The Prime Minister on Arts and Culture


verbatim from the 1999 National Day Speech

We have not devoted much resources and attention to developing arts and culture until recently. We had other more urgent priorities, like upgrading our economy and building up the SAF. But in recent years, the arts scene has taken off, especially after we formed MITA under George Yeo in 1990. There are now many groups staging plays and musicals, putting up exhibitions and concerts.

Lee Yock Suan tells me that MITA is developing a vision for Singapore to be a renaissance city. Artistic creativity is an important element of a knowledge-based economy. He will get more funds to promote the arts.

I asked MITA for a list of Singaporeans who have made their mark in the arts. MITA could produce just over 30 names, many of whom are based overseas. Violinist Siow Lee Chin, who performed at this year’s National Day Parade, is in the US. Glen Goei of M Butterfly fame is in the UK. Dick Lee, the "Mad Chinaman", works out of Hong Kong.

Among those based in Singapore we have playwright Kuo Pao Kun, painters Liu Kang and Tan Swie Hian, actor Lim Kay Siu and writer Catherine Lim, whose novels have been translated into several languages. Her latest book, "The Teardrop Story Woman" is a best-seller in London.
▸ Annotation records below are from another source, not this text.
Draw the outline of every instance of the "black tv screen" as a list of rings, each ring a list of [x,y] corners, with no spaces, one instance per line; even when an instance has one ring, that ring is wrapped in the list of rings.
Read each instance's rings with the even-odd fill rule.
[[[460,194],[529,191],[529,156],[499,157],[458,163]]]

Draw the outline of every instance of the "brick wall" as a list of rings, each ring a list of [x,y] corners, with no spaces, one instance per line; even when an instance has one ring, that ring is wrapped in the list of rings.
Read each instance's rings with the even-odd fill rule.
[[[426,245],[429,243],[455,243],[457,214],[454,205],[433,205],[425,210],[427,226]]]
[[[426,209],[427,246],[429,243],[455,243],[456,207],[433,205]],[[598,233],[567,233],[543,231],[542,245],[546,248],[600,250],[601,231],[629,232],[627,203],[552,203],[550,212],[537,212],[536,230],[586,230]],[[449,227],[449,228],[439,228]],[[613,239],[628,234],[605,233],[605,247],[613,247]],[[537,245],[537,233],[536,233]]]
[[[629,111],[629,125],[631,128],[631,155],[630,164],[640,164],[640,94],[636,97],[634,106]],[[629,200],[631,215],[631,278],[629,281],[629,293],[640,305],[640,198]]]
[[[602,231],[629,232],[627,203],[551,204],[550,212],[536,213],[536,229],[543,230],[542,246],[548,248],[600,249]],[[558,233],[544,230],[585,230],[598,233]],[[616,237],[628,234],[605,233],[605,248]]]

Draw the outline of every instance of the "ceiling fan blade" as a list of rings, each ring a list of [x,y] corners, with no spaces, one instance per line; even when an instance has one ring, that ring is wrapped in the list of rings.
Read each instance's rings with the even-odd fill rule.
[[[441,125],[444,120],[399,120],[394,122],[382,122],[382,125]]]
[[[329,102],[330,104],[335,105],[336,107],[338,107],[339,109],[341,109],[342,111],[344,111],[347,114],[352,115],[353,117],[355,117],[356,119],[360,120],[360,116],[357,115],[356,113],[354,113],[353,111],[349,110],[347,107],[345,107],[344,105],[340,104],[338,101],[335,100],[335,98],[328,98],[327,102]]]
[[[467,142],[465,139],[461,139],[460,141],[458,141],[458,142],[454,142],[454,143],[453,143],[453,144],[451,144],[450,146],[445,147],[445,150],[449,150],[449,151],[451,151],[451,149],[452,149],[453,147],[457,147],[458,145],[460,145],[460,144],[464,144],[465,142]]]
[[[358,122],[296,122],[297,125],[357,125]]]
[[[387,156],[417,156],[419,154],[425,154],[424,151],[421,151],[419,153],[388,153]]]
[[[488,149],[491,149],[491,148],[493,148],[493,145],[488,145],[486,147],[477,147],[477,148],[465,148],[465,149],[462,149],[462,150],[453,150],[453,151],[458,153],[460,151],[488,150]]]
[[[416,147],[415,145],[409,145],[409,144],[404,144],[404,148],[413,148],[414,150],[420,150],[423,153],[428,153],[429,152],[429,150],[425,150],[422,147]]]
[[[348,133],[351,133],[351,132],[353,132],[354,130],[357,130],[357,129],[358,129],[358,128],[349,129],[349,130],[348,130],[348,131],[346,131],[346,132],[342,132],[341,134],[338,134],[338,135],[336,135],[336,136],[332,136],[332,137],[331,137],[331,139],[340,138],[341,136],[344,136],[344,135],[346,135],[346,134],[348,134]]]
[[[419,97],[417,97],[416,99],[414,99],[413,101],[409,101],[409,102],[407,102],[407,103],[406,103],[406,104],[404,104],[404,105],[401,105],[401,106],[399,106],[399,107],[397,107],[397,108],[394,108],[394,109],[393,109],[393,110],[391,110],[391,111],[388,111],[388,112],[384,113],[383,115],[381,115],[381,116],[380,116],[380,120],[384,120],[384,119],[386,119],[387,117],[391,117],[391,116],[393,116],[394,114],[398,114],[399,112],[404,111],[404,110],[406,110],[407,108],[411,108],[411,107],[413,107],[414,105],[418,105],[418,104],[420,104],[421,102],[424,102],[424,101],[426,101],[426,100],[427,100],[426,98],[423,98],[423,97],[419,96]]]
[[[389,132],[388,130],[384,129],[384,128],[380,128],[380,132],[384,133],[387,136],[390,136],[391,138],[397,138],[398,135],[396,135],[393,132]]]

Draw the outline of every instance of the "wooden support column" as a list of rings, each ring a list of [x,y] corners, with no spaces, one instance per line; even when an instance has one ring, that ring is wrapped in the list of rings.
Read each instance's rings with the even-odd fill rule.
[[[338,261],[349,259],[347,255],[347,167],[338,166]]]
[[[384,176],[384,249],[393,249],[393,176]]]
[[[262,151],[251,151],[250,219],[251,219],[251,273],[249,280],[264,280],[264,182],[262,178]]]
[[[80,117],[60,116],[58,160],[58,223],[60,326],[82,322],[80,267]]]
A number of Singapore works have toured internationally in the last two years. Ong Keng Sen’s ‘Lear’ combined Japanese noh, Beijing opera, Vietnamese dances, Sumatran martial art forms and Singaporean talent. This powerful production was a big hit in Japan.

‘Chang and Eng’, a musical about the famous Siamese twins, performed to full houses in Singapore. It toured Beijing in December 1997. The producer, Ekachai Uekrongtham, is a Singapore PR of Thai origin. He studied in NUS on an ASEAN scholarship more than 10 years ago, and stayed on in Singapore after his graduation.

How many outstanding musicians, artists, directors, dancers and actors can a 3-million population produce? We are not like the Israelis, who are already naturally talented, and furthermore draw on a large pool of talented Jews from all over the world, to be artists, musicians and writers. After the Soviet Union collapsed, 600,000 Russian Jews emigrated to Israel. Every Russian immigrant coming off the plane in Tel Aviv carried some musical instrument – either a violin or cello, or perhaps a french horn. Occasionally you would see somebody carrying nothing. He was probably a pianist.

So in the arts, as in everything else, it is talent that counts. We can be neither a first-world economy nor a world-class home without talent. We have to supplement our talent from abroad.